I also use the device of the little sign in the shopping mall. If you walk up to a sign in a shopping mall it has that little arrow that says, “you are here.” Would you be surprised that the sign is exactly right? I mean it is kind of a miraculous manipulation that the sign was exactly right. It could have anything but it said just the right thing that you are here. Well, the answer is that it is your attributes that make it right. If you were standing somewhere else it wouldn’t be right but you wouldn’t be reading it in that case. So kind of in-built into it is its correctness. So the analogy is that the world is such that the person looking at it would always come into being. So you are always looking at a world conducive to life and structure.

[Q:] Do you have in your mind a relationship between faith and science?

[A:] Well yes, faith is a word that can be used in many different contexts.
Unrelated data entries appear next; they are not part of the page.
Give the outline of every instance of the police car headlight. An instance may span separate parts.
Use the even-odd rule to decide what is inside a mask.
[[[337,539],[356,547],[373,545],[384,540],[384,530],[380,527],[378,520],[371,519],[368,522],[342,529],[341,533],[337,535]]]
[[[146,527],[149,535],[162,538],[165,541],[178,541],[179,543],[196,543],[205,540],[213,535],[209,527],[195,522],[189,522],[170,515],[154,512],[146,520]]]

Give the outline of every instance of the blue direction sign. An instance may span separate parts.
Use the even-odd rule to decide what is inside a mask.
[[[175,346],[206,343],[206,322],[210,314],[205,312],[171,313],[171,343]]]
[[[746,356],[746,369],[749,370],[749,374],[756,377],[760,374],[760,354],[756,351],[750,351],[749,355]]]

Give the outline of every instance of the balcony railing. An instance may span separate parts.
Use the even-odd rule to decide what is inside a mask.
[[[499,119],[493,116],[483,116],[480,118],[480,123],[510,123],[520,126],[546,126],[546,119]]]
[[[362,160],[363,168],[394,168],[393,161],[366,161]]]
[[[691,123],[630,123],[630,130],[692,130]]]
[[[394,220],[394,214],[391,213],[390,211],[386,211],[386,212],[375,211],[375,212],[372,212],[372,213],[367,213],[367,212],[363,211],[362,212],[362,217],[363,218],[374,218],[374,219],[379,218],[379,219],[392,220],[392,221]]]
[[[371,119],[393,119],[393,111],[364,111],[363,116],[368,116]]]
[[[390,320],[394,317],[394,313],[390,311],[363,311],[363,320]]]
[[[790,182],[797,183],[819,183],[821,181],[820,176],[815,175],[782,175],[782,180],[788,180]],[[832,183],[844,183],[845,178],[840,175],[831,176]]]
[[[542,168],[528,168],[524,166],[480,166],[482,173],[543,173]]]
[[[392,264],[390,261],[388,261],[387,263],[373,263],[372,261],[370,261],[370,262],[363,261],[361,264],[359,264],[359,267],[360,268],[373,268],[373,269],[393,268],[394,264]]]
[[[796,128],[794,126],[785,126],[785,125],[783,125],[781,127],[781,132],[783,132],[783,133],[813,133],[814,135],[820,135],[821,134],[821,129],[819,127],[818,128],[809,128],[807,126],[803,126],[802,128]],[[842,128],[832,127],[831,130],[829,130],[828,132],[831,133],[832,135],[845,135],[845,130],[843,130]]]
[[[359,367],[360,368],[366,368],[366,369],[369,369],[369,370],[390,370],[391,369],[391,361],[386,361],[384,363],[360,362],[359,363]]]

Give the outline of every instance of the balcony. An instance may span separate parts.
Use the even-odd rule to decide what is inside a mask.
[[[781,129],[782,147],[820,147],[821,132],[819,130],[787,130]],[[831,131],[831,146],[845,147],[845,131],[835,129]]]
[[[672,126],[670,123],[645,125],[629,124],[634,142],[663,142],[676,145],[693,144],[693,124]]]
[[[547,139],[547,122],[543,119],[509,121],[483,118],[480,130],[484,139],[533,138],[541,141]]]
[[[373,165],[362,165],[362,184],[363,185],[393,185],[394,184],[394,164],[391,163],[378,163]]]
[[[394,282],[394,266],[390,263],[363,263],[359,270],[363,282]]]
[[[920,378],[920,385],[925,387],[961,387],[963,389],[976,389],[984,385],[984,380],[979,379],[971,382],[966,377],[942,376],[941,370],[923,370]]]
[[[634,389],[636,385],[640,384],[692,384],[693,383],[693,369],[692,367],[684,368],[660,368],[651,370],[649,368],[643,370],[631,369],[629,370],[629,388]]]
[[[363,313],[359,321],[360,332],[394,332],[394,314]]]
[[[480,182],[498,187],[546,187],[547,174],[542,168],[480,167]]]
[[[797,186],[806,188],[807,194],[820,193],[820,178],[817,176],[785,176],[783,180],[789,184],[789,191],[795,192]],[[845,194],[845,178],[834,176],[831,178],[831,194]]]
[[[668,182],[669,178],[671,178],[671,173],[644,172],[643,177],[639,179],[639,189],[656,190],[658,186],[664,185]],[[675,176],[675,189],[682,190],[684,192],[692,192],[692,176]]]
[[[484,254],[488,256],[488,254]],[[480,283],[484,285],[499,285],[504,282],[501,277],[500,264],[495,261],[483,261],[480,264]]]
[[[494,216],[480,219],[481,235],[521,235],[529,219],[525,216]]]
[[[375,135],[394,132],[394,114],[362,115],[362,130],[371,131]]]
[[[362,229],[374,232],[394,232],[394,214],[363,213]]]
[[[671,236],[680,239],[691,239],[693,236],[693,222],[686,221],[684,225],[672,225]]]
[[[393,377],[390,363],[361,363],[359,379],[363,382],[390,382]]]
The specific context and the way in which I talk about in the book and the way I envision it – I go through this process of calculating the probability of God and what I mean by that is based on the evidence and rational analysis using the same sort of process you might use in a scientific analysis here is the probability of or likelihood of God based purely on reason. And I come up with a number that is 67% but then I say if you ask me off the top of my head – more intuitively – what’s the probability that God exists I wouldn’t say 67% I would probably give you a number that is far closer to 100%. What I say in the book is that that discrepancy, the discrepancy between 67% and 100%, that is explicitly the role that faith plays. It is a bit audacious I know but what I do is basically model the number of what the faith factor is so that it is something that accounts for the discrepancy between what is rational belief and what is the full belief. So in that sense the faith factor is really disconnected from the rational analysis by definition. But the situation isn’t all that simple because you ask in a more general sense what faith can be. And in that sense scientists have faith. The faith of a scientist is that reason or rationality is going to help him understand the natural world. We think and we look at the world around us and we take these tools of human reason like say mathematics and it proves to be a remarkably successful way to model the way the natural world works. I mean that is what physics is, it is modeling the way the world works in the language of math. Well you ask yourself did it have to be that way? Can we imagine a world where we come up with all these clever mathematical devices and yet it sheds no light on the physical workings of the world? I think scientists have faith in the fact that they can in principle uncover the way the physical world works by applying human reason and mathematics. So faith can be a very subtle thing. It insinuates itself even into atheistic beliefs. An atheist scientist at core has faith that reason can describe the way the world works.


He concedes more ground than he ought, but interesting nonetheless.

Posted by Orrin Judd at December 17, 2003 8:28 AM
Comments

Sheesh, I just read this book about 3 weeks ago!

Not bad, and a useful review of Bayes Theorem as well.

Posted by: Bruce Cleaver at December 17, 2003 8:40 AM

Mmmmm, Bayes. There's something wonderfully charming about a mathematical tool being handy for both theological arguments and filtering email spam.

Posted by: Mike Earl at December 17, 2003 11:02 AM

Probability that X exists v. evidence that X exists. Pretty big gulf there.

I would assert a Weak Faith Principle, as regards his view of the role of faith in science.

I say, scientists think the world is at least partly explainable by evidence. Most probably think that pretty strongly.

But you could pursue science even if you didn't believe it at all, because the observations would be the same, the possible relations would be the same, and the best fit conclusions would tend to be the same. I say tend for the last, because at the expanding edge of science there's always more than one active candidate for best fit.

The thing about the Universe is, it doesn't show any sign of caring what you believe about it.